John Steinbeck IV, one of the sons of the iconic American author of such classic novels as The Grapes of Wrath and Of Mice and Men, was a journalist, screenwriter, and memoirist. In 1965, John was drafted into the U.S. Army and went to Vietnam, where he served as a broadcast specialist and war correspondent. His memoir In Touch, published in 1969, relates his wartime experiences. Following his military service, John returned to Vietnam as a journalist. He founded Dispatch News Service, which broke the story of the My Lai Massacre and the Con Son Prison “tiger cages.” John took up residence in Saigon and on Phoenix Island in the Mekong River, the religious haven of the followers of the Coconut Monk, Dao Dua. John’s article “The Coconut Monk,” republished in the Spring 2019 issue of Tricycle, tells of his tutelage under the eccentric, widely revered, and politically powerful tree-dwelling yogi of the title.

After Vietnam, Steinbeck eventually settled in Boulder, Colorado, where he became a student of Chögyam Trungpa Rinpoche.

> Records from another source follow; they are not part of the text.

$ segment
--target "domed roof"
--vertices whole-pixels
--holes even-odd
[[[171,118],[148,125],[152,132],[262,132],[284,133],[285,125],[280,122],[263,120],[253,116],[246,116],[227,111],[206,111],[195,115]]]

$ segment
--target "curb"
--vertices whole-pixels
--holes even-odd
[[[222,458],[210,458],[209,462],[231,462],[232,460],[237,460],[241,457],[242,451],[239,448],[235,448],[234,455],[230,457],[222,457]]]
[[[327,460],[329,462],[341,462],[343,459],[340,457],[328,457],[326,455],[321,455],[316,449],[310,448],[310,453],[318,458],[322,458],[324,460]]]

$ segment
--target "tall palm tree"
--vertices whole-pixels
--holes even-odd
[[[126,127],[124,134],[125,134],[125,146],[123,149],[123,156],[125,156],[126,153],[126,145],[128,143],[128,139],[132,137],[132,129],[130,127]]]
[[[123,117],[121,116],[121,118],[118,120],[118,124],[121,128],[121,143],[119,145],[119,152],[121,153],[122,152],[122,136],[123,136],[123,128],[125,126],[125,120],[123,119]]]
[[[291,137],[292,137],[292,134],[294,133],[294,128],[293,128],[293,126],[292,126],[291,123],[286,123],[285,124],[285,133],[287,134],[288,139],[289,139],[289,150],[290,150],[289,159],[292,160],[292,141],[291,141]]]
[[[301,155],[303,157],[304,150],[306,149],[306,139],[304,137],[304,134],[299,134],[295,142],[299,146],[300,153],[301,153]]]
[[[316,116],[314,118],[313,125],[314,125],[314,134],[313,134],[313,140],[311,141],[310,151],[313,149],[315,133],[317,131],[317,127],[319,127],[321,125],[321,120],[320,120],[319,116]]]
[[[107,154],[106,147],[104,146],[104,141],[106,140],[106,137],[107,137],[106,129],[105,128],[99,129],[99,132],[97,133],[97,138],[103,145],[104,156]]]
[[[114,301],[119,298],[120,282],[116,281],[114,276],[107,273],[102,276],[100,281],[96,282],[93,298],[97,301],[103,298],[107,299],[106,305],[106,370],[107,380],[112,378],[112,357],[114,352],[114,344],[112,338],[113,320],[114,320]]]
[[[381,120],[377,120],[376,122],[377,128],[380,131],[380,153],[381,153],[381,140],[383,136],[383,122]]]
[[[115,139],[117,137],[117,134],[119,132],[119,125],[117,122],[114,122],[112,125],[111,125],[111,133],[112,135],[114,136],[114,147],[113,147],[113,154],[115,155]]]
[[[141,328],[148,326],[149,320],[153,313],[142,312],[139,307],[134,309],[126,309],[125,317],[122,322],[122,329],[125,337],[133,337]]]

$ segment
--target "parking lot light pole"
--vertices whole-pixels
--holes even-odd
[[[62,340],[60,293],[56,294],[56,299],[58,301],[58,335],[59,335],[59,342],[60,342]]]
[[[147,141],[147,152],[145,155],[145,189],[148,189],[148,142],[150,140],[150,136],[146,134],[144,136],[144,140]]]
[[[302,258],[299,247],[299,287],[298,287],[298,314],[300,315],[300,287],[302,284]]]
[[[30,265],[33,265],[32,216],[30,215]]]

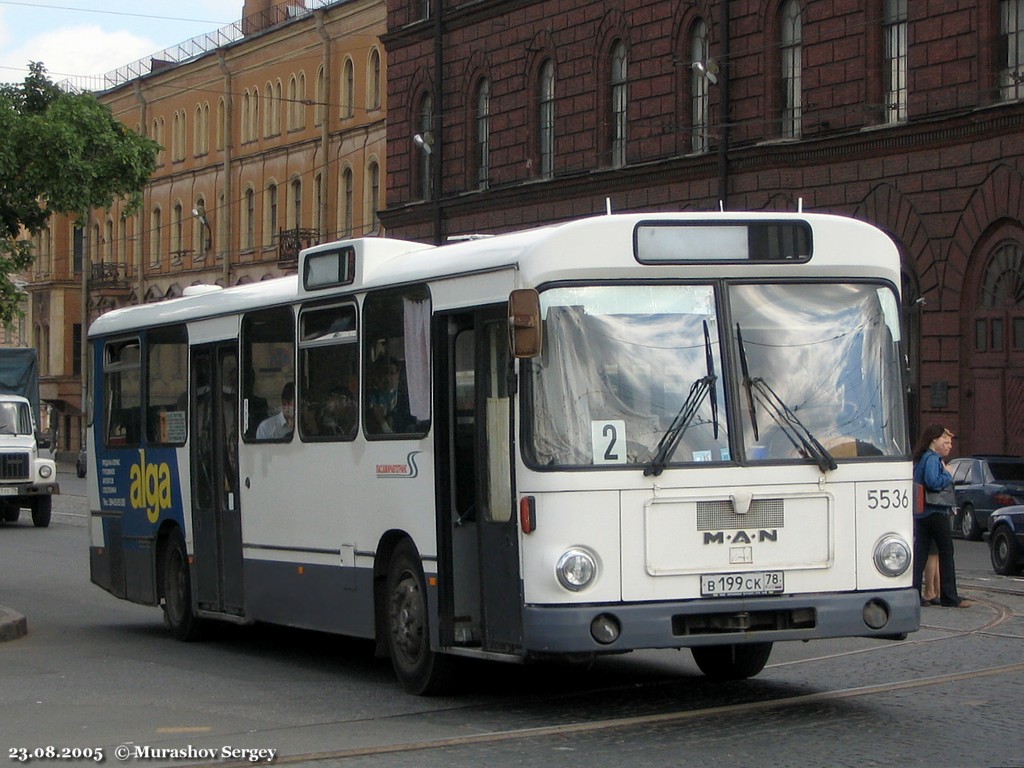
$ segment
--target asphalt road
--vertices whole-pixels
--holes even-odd
[[[76,480],[62,473],[49,528],[0,526],[0,604],[29,627],[0,643],[9,762],[101,750],[115,764],[248,765],[274,750],[275,763],[375,768],[1024,765],[1024,581],[995,576],[982,543],[957,541],[975,605],[924,609],[903,642],[782,644],[757,678],[725,685],[688,652],[476,663],[457,695],[418,698],[363,641],[260,626],[173,641],[158,609],[89,583]]]

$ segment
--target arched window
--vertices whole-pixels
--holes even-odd
[[[376,48],[370,50],[370,63],[367,72],[367,99],[366,108],[369,110],[380,109],[380,51]]]
[[[175,264],[181,261],[182,249],[184,248],[182,240],[183,226],[181,203],[175,203],[174,208],[171,209],[171,261]]]
[[[417,122],[419,123],[419,135],[423,137],[425,144],[417,146],[413,145],[413,151],[419,154],[419,193],[421,200],[430,200],[433,197],[434,179],[431,174],[430,164],[430,145],[433,141],[433,126],[434,126],[434,100],[430,94],[424,94],[420,100],[419,117]]]
[[[341,172],[341,226],[339,229],[342,237],[352,237],[353,194],[352,169],[345,168]]]
[[[779,12],[779,48],[782,55],[782,137],[800,138],[803,113],[802,32],[800,4],[786,0]]]
[[[999,86],[1004,101],[1024,98],[1024,5],[999,0]]]
[[[487,189],[491,180],[491,83],[484,78],[476,89],[476,185]]]
[[[907,0],[885,0],[882,31],[885,39],[885,120],[907,119]]]
[[[266,106],[266,105],[264,105]],[[260,135],[260,89],[252,89],[252,112],[249,115],[249,141],[256,141]]]
[[[551,59],[541,65],[537,85],[540,175],[550,178],[555,170],[555,65]]]
[[[288,185],[291,206],[288,211],[288,228],[302,229],[302,179],[292,179]]]
[[[346,58],[341,67],[341,116],[352,117],[355,114],[356,74],[352,59]]]
[[[313,231],[319,236],[323,230],[323,218],[320,207],[324,202],[324,177],[316,174],[313,177]]]
[[[288,80],[288,130],[306,127],[306,76],[300,72]]]
[[[224,104],[224,97],[217,102],[217,149],[221,150],[227,144],[227,107]]]
[[[710,119],[711,81],[708,79],[708,25],[703,19],[693,25],[690,37],[690,149],[695,153],[708,151],[708,122]]]
[[[265,245],[273,245],[277,239],[278,211],[277,211],[277,184],[271,182],[267,185],[266,194],[266,228],[263,232]]]
[[[1024,351],[1024,248],[1005,240],[985,268],[974,323],[977,352]]]
[[[274,112],[277,110],[277,103],[274,100],[274,86],[267,83],[263,87],[263,136],[273,136]]]
[[[160,206],[156,206],[149,217],[149,263],[153,266],[159,265],[163,258],[160,242],[162,229],[163,212],[160,210]]]
[[[376,160],[371,160],[366,169],[367,198],[370,201],[370,231],[380,230],[380,166]]]
[[[114,263],[114,220],[110,218],[103,222],[103,261]]]
[[[242,250],[251,251],[256,247],[256,191],[246,187],[242,210]]]
[[[324,68],[316,71],[316,109],[313,111],[313,124],[323,125],[327,117],[327,77]]]
[[[612,46],[611,60],[611,115],[609,127],[611,136],[611,161],[613,166],[626,164],[626,45],[621,40]]]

John and his wife, Nancy, were among the first outspoken critics of abuses within the community that formed around Trungpa and his successor, Osel Tendzin. In 1988, after years of alcoholism, John turned to sobriety and started participating in Twelve Step meetings. In 1990, he began work on his autobiography, but in 1991, while undergoing corrective surgery for a ruptured disc, he died suddenly. He was 44. His unfinished manuscript was completed by Nancy Steinbeck and was published in 2001 as the co-authored The Other Side of Eden: Life with John Steinbeck.

John Balaban, who had served in Vietnam evacuating war-injured children, first met Steinbeck in Saigon prior to going to Phoenix Island, where he taped and translated the oral poetry sung for centuries in the countryside and later published in his Ca Dao Vietnam: Vietnamese Folk Poetry. Balaban is the author of thirteen books of poetry and prose, including the wartime novel Coming Down Again. His books have won the Academy of American Poets’ Lamont Poetry Prize, inclusion in National Poetry Series, and two nominations for the National Book Award.